The business should be able to only fund activities related to its general growth and profitability.

Lunch out with your friends and family does not qualify as a business expense, if you won’t pay it out of your (personal) pocket, then you just can’t afford it.

Read Also: 7 Things to Know Before Starting a Business With Your Family

7. Keep logs of shared expenditures

For every time you use something personal for the business or vice versa, keep logs so as to balance the finances, and account for the income and expenses.

Shared expenses may include airtime, taking out a business partner or prospective client for lunch, and using your personal vehicle for business errands, among others. 

You need to keep account of this, so as to be in line with your inventory and finances.

If you take money from the business for personal use, that should be added to the list of business debtors and likewise if you use personal money in the business it should be added to the list of business creditors and strictly treated as such. 

You will not say you made a profit of Ksh30,000 when the Ksh20,000 you used to buy the printer has not been refunded - unless you want to forfeit it to become business capital - but the day-to-day would not involve constant capital injections. 

8. Talk to a professional

Sometimes people need more than their own voice of reason, experience or expertise to take the right action.

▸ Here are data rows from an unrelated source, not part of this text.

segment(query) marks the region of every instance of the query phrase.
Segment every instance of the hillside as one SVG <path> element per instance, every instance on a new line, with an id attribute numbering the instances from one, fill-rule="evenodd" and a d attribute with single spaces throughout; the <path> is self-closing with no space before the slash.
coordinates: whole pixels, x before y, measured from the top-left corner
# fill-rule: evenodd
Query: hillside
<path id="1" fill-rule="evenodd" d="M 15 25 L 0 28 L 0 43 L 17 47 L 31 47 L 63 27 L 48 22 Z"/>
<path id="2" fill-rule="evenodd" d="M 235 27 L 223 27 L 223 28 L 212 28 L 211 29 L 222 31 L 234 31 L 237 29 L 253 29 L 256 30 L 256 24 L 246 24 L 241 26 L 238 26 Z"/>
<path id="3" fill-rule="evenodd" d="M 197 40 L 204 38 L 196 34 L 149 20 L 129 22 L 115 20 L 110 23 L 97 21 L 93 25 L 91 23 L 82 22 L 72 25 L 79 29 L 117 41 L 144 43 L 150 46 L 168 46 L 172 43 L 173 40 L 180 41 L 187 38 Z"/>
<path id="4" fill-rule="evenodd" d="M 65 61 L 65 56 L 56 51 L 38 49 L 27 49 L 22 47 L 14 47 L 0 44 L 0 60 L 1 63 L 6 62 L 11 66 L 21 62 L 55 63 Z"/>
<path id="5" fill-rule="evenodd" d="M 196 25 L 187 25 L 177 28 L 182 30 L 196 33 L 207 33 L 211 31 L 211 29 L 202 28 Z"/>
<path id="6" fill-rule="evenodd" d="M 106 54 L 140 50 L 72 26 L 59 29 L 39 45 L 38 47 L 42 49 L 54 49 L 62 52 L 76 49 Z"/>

If you feel unable to walk this journey alone, seek the help of a professional in finance. You will also most likely actually require a trained accountant to handle your finances including taxes. 


If you are keen on growing your business, whether it is simply a side hustle or a fully-fledged family business, personal finances must be separated from business operations.

This is not to mean that your business and your personal life are not intertwined. Nevertheless, if the business is to grow, it has to have its own records, own assets and liabilities as an independent entity that transacts on its own. 

It is very ordering, can generally help you get better financing terms and will save you from a possibility of business failure that can be occasioned by personal interests coming in the way of business needs. 

If you look around, there is no shortage of tales of businesses, even some at hundreds of millions of shillings, failing primarily because of personal interests.

You do not want yours to be that story.